Rölfing nähert sich in seinen Arbeiten dieser Frau, seiner Mutter, mit Liebe und Respekt. Nie läuft er Gefahr, sie zu verklären. Rölfing ist ein Entdeckungsmaler. Er sucht „Ankerpunkte für seelische Bilder, die an die Oberfläche drängten“, wie er erklärt. Er geht mit unbekanntem Ziel auf Reisen. Und entdeckt die Wahrheit des Augenblicks.
In schnellem Tempo hat Rölfing die Bilder geschaffen, mit Eitempera, einer Mixtur aus Ei, Öl und Wasser, die leuchtstarke und intensive Farben bildet.
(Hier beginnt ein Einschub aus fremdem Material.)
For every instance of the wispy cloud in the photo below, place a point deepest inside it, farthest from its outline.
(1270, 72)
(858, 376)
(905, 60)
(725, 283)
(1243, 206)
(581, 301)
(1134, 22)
Das Leben, das er darstellt, ist, wie jede Biografie, aus individuellen Motiven und gesellschaftlichen Konventionen zusammengesetzt.
Rölfing hat im Laufe seiner Malerkarriere eine eigene Sprache entwickelt, das Ergebnis seines Malstils sind Porträts, die nicht Realismus anstreben. Sie bringen den inneren Glanz eines porträtierten Menschen zum Vorschein, aus Linien und Farben entwickelt sich eine Haltung. Die Kunsthistorikerin Eva Maria Schöning stellte einen Zusammenhang des abstrakt malenden Rölfing zur konkreten Kunst fest, „um diese Erfahrung geht es in den Bildern von Ulrich Rölfing, (…) um die Konzentration auf die ureigenen bildnerischen Mittel, ihre Gesetzmäßigkeiten und Gestaltwerte. Linie, Fläche, Farbe, Form sind mit sich selbst identisch.“ Für Rölfing ist die Entscheidung für figuratives oder abstraktes Arbeiten keine programmatische, sondern eine pragmatische. „Das Figürliche ist nicht ablösbar von der formalen Struktur, wie sie in der Farbe und Formgestaltung gegeben ist.“
Auf dem Bild auf Seite 13 ist das wunderbar erkennbar, wir betrachten eine lesende Frau. Figur und Fläche gehen ineinander über, bedingen einander. Und hüten ihr Geheimnis. Ein Strandstuhl, auf dem die Figur sitzt, lässt den Untergrund zum Sand erkennen und öffnet den Hintergrund zum blauen Meer und den ockerfarbenen Hintergrund als Himmel. Das Credo von Prof. Dr. Max Imdahl, der bis 1988 Kunstgeschichte an der Ruhr-Universität Bochum lehrte und dort eine ganze Studentengeneration begeisterte, gilt wohl auch für das Werk des Westfalen Rölfing, der sich damals unten ihnen befand: „Der Einfachheit der Form entspricht nicht unbedingt eine Einfachheit der Erfahrung.“
Rölfing konzentriert sich auf den Aufbau der Haltung. Oft verzichtet er auf die Gestaltung individueller Gesichtszüge. Zwei, drei Farbflächen bilden den Hintergrund und belassen die Konzentration auf der Figur. Rölfing nennt es „ein abstraktes Umfeld, aus dem die Figur herausgelöst wird.“
Rölfing ist nicht der allwissende Porträtist. Er bekundet seiner Mutter Respekt durch die Fragezeichen, die in diesen Bildern auftauchen.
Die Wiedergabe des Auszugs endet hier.